ECOP cautioned against the P344 pay increase during the Regional Tripartite Wage and Productivity Board as they claim that such move would further increase the prices of goods eventually resulting in the closure of several businesses and loss of jobs for thousands.

Although workers in Metro Manila have the highest daily minimum wage in the country at P512, its value has since eroded to just P340 due to the hike in the prices of goods. ALU-TUCP noted that the increase in salary would help recover the purchasing power lost from inflation.

However, ECOP claimed that workers might not even feel a significant adjustment because businesses would be forced to pass on the additional cost to consumers.

“There must be other factors for increasing wages,” ECOP governor Antonio Abad said as reported by The Philippine Daily Inquirer.

“If we increase the wages and the inflation rate goes down, will the wages also go down? I don’t think it is a good basis for increasing wages,” Abad added.

Wage increase might have ‘unintended consequences’

The Joint Foreign Chambers of Commerce in the Philippines (JFC) warned that issuing a salary increase among the two million minimum wage workers in Metro Manila would have “unintended consequences” to the 43 million other workers in the country.

JFC’s Ernie Cecilia said that investors and businesses might prefer to operate in other countries in the Southeast Asian region.

“The problem is not the low wages but poverty and unemployment. It’s a vicious cycle. If we really want to help [minimum wage earners], increasing wages is not the solution because doing so would have an inflationary effect,” Cecilia said.

ALU-TUCP spokesperson Alan Tanjusay said that it was wrong to say that the minimum wage in the Philippines was one of the highest in the region because conditions and the cost of living in neighboring countries were different.
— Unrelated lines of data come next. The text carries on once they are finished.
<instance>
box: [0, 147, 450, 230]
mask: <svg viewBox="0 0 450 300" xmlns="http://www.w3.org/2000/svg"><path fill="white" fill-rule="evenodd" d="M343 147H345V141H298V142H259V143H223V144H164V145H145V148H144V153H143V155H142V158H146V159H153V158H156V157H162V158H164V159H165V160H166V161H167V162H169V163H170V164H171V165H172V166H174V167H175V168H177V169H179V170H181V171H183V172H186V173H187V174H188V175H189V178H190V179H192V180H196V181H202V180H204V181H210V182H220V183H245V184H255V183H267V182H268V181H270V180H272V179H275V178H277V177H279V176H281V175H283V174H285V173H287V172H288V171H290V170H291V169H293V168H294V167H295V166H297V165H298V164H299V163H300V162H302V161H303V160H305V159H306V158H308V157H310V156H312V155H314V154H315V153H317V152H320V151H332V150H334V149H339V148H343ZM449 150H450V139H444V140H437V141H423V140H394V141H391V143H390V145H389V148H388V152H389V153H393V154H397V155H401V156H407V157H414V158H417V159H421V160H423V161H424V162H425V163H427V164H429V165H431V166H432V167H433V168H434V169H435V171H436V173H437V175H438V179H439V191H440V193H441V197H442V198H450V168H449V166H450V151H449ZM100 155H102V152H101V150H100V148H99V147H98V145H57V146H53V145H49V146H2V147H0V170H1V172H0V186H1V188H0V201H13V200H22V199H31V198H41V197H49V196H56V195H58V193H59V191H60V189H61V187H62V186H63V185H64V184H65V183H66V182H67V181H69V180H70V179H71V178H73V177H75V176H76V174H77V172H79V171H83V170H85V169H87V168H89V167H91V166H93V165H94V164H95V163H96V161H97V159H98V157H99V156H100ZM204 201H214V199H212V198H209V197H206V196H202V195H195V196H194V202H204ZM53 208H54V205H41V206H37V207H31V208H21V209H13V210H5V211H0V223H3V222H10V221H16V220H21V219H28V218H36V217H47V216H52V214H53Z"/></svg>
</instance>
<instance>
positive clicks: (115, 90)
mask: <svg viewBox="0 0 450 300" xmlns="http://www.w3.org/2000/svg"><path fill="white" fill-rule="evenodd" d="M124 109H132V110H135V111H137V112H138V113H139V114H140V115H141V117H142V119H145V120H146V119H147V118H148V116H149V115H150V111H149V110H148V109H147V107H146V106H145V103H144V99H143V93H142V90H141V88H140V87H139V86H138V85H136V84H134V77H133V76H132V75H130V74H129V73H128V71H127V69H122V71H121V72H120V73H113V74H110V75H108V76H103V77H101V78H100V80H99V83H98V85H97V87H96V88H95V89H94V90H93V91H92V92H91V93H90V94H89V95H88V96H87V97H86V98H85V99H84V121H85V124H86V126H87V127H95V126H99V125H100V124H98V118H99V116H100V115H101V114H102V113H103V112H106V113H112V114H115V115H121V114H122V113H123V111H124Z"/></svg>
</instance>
The Department of Labor and Employment wage board would come out with its decision on the amount of wage adjustment on Friday, October 25.  

Over the last few months, other boards across the country only gave daily minimum wage increases ranging from P9 to P56.

In September, inflation rose to a fresh nine-year high of 6.7 percent. Among all regions, it was only in Metro Manila where inflation slightly eased to 6.3 percent from 7 percent in August.